Je vous remercie, monsieur. Je vous dois la révélation de mon pays natal. Dans ces quelques pages charmantes[1], vous m’avez fait connaître la Franche-Comté. Je l’aime, cette vieille terre à la fois française et espagnole. Je n’ai guère fait qu’y naître, et elle m’est aujourd’hui fermée comme le reste de ma patrie. Je vous remercie de me l’avoir envoyée dans ce doux petit livre. Je la vois dans vos vers frais, vivants et vrais. Je vois le village, la prairie, la ferme, le bétail, le paysan, et aussi, ce qui est le vrai but du poëte, le dedans des cœurs. Dans ma solitude un peu âpre, sur mon rocher, dans mon tourbillon, face à face avec le sombre ciel d’hiver, côte à côte avec cet Océan qui est le plus redoutable des mécontents, vous m’avez fait vivre quelques heures d’une vie aimable. Je vous rends grâces, poëte.

Victor Hugo[2].


À Auguste Vacquerie[3].


8 9bre [1863].

Je ferme le livre[4], et je vous écris tout de suite, ému.

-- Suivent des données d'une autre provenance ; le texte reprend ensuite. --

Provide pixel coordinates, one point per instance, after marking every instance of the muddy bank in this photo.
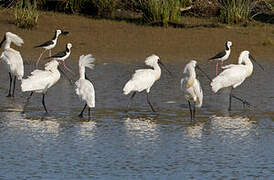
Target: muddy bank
(120, 41)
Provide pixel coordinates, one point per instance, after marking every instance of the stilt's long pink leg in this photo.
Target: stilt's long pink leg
(217, 68)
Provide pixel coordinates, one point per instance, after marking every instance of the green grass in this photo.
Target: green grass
(235, 11)
(26, 17)
(160, 11)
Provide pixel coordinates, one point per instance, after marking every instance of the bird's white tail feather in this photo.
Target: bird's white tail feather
(128, 87)
(218, 83)
(86, 61)
(18, 41)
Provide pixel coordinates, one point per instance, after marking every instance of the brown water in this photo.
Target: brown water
(139, 144)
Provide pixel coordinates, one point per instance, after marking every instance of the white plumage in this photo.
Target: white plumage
(12, 59)
(233, 74)
(84, 88)
(143, 79)
(40, 80)
(191, 87)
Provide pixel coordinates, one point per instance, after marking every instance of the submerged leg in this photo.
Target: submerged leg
(28, 98)
(9, 95)
(81, 114)
(150, 104)
(230, 98)
(14, 82)
(43, 102)
(130, 100)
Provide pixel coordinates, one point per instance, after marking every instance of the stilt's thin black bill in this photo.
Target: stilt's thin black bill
(198, 67)
(253, 59)
(164, 67)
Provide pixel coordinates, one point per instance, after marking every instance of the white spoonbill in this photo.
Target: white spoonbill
(12, 59)
(143, 79)
(234, 74)
(191, 87)
(84, 88)
(222, 56)
(48, 45)
(63, 55)
(41, 80)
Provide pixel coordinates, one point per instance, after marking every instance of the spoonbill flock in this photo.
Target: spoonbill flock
(39, 81)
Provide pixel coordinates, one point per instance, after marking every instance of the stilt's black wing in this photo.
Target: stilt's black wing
(58, 55)
(217, 56)
(45, 44)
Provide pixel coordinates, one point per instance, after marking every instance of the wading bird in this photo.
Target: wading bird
(234, 74)
(50, 44)
(143, 79)
(222, 56)
(191, 87)
(41, 80)
(62, 55)
(12, 59)
(84, 88)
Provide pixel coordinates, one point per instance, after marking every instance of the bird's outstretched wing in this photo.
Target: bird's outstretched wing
(44, 44)
(217, 56)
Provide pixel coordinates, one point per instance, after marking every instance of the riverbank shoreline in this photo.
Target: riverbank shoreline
(120, 41)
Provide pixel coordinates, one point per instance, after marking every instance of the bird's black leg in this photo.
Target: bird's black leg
(14, 82)
(130, 100)
(81, 114)
(28, 98)
(190, 110)
(230, 99)
(9, 95)
(43, 102)
(150, 104)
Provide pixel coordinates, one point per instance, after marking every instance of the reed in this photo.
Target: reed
(235, 11)
(25, 17)
(161, 11)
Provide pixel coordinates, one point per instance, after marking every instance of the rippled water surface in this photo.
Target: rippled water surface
(138, 144)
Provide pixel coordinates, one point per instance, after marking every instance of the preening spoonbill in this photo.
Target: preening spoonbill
(12, 59)
(143, 79)
(191, 87)
(48, 45)
(234, 74)
(62, 55)
(222, 56)
(41, 80)
(84, 88)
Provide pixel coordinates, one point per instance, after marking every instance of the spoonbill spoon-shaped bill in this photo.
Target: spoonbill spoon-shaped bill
(62, 56)
(191, 87)
(234, 74)
(84, 88)
(48, 45)
(12, 59)
(222, 56)
(143, 79)
(41, 80)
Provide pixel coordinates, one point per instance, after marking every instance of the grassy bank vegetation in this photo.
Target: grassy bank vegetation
(152, 12)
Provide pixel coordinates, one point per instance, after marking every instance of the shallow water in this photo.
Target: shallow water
(138, 144)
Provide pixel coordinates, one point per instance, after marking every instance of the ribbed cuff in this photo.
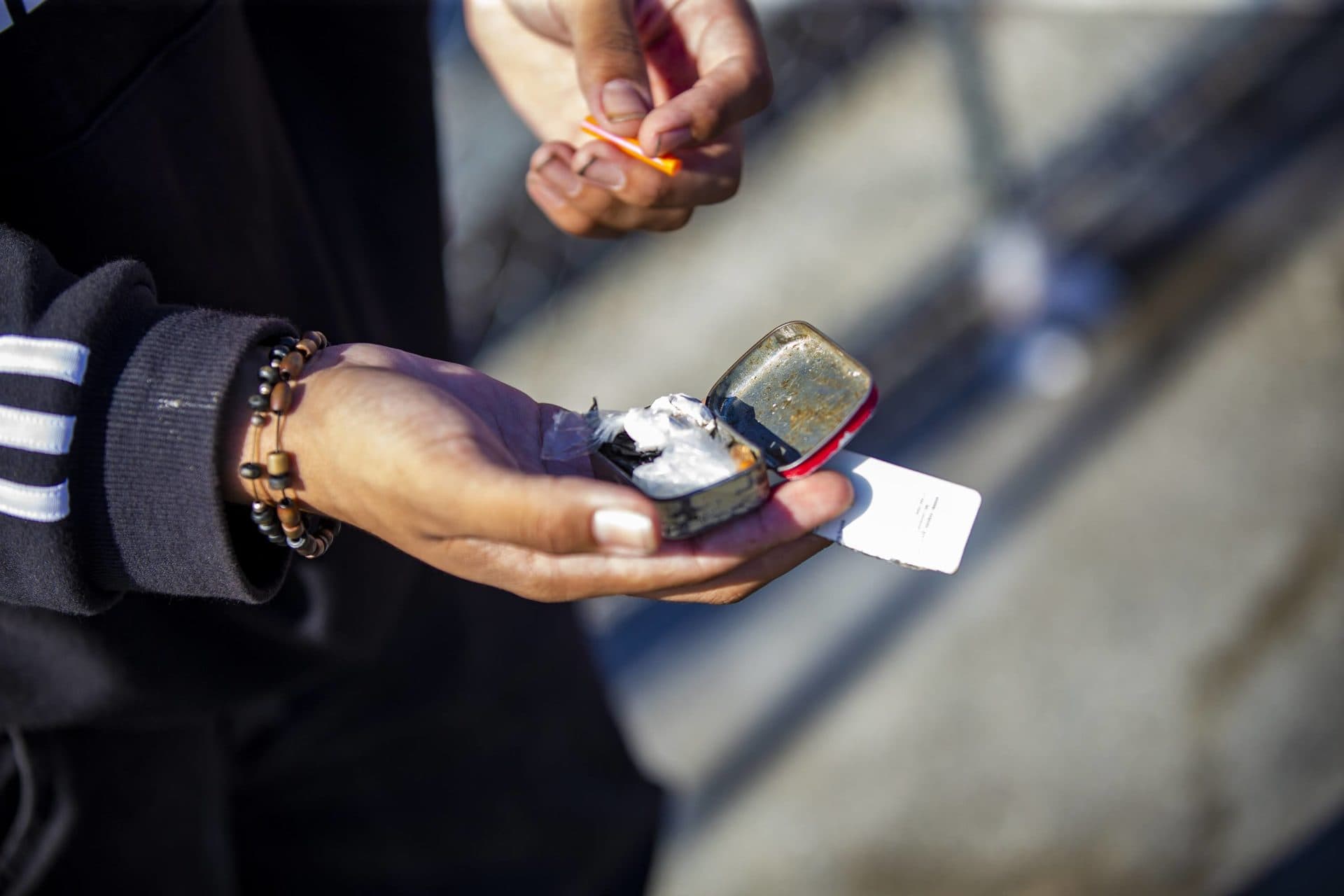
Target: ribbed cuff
(166, 528)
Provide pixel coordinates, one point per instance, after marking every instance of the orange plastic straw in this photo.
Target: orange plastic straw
(667, 164)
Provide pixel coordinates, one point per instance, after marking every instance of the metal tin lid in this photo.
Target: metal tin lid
(797, 396)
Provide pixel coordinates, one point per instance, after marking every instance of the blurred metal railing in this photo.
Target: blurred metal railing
(1132, 199)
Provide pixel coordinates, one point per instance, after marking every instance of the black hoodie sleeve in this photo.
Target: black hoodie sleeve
(111, 410)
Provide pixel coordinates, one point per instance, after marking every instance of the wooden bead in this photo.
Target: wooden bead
(290, 365)
(288, 514)
(277, 463)
(280, 396)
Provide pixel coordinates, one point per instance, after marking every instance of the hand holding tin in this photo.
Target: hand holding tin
(445, 464)
(676, 77)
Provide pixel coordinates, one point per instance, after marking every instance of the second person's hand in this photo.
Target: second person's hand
(679, 76)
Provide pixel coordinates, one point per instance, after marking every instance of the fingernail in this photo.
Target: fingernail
(624, 101)
(603, 172)
(670, 140)
(547, 192)
(624, 532)
(559, 174)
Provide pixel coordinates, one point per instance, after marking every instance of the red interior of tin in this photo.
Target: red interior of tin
(838, 441)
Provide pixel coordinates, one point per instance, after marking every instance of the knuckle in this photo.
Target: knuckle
(679, 219)
(760, 89)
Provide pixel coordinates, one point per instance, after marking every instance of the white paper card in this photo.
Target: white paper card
(902, 516)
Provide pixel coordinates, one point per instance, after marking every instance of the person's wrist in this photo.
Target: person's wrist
(305, 437)
(235, 433)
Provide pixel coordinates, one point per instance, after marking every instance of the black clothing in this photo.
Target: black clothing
(178, 181)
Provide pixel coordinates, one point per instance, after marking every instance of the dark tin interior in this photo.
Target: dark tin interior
(790, 393)
(785, 398)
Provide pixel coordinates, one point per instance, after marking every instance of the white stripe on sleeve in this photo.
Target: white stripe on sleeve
(36, 503)
(35, 430)
(57, 359)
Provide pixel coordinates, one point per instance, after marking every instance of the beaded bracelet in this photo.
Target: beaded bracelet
(281, 522)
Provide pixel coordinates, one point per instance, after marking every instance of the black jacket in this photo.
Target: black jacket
(176, 182)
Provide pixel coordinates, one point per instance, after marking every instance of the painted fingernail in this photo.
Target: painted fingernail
(624, 532)
(624, 101)
(670, 140)
(604, 174)
(559, 174)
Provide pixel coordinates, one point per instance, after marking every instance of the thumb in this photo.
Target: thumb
(561, 514)
(609, 58)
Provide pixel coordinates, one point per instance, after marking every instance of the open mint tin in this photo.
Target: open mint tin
(793, 400)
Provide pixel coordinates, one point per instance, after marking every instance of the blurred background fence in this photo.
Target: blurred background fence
(1094, 255)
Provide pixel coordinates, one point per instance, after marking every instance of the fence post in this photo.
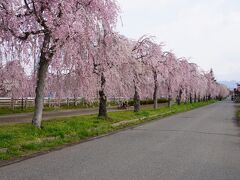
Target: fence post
(12, 103)
(49, 102)
(68, 102)
(22, 103)
(25, 103)
(75, 101)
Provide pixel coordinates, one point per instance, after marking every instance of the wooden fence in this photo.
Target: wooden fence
(25, 103)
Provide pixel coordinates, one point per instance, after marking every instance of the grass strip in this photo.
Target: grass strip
(17, 140)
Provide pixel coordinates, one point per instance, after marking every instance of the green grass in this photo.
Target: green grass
(24, 139)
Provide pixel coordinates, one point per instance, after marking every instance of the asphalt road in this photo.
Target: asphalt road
(203, 144)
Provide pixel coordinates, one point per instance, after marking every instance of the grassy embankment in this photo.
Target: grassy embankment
(19, 140)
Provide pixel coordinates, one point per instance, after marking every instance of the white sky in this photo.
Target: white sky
(207, 31)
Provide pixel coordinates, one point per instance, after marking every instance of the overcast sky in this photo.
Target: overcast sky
(207, 31)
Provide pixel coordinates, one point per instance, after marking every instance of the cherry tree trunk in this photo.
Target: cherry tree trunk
(45, 59)
(179, 97)
(39, 99)
(195, 97)
(155, 95)
(169, 97)
(191, 100)
(136, 100)
(102, 99)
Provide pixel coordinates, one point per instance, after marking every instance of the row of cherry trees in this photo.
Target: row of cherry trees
(76, 53)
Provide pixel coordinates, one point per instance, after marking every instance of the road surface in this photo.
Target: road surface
(203, 144)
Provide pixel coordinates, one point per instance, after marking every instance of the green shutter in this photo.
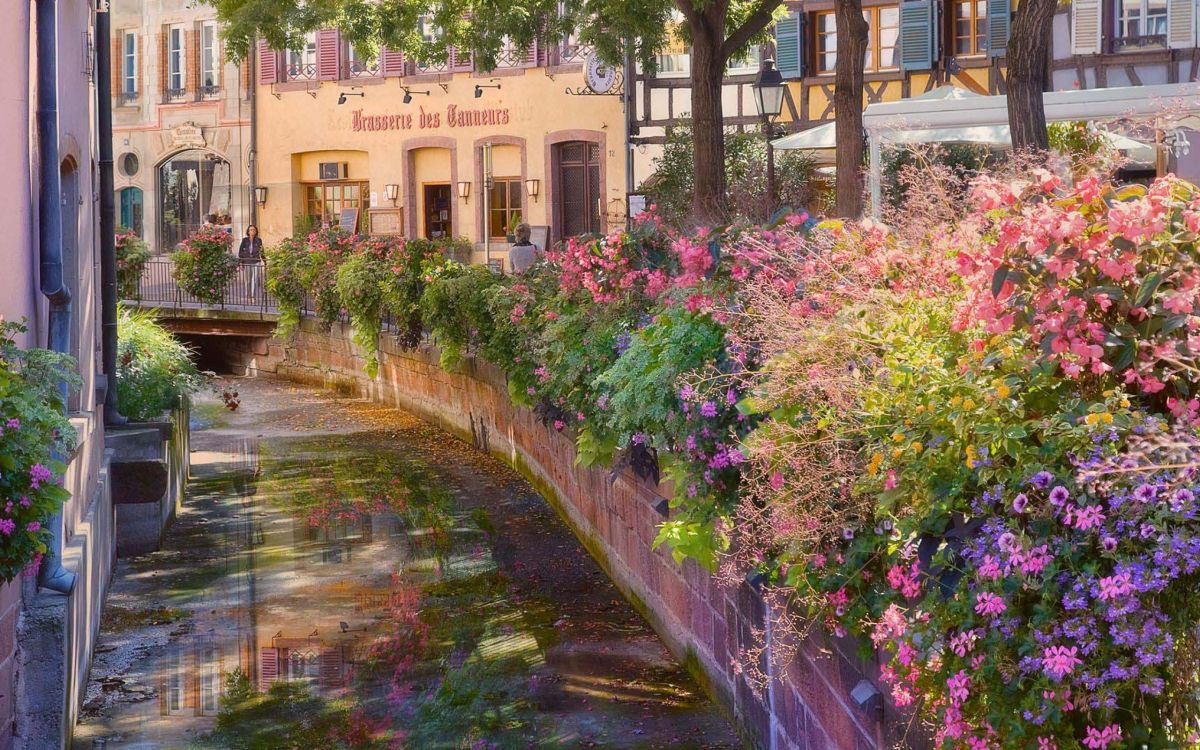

Quel X que le dénouement ! Il y a là une ombre inattendue et superbe. C’est neuf, c’est grand, c’est beau. L’impression est profonde. Cher Auguste, je vous ai accompagné d’un bout à l’autre d’un long bravo intérieur. J’avais noté, chemin faisant, les scènes fines et pathétiques, les mots charmants et touchants, mais il faudrait tout transcrire. J’y renonce. Andrée est exquise. Olivier est nouveau, farouche, imprévu, et vrai. Quel type que Jean Baudry ! la bonté forte, la puissance tendre, le robuste dans le doux. Soyez content. Toute l’œuvre est magistrale.

Je vous écris ceci dans un bruit de tempête qui va à votre drame, et qui ressemble à mon émotion.

I nunc !
V. H.
  1. Poésies franc-comtoises. 1862.
  2. Gazette des Beaux-Arts, décembre 1921.
  3. Inédite.
  4. Jean Baudry, représenté au Théâtre-Français le 19 octobre 1863.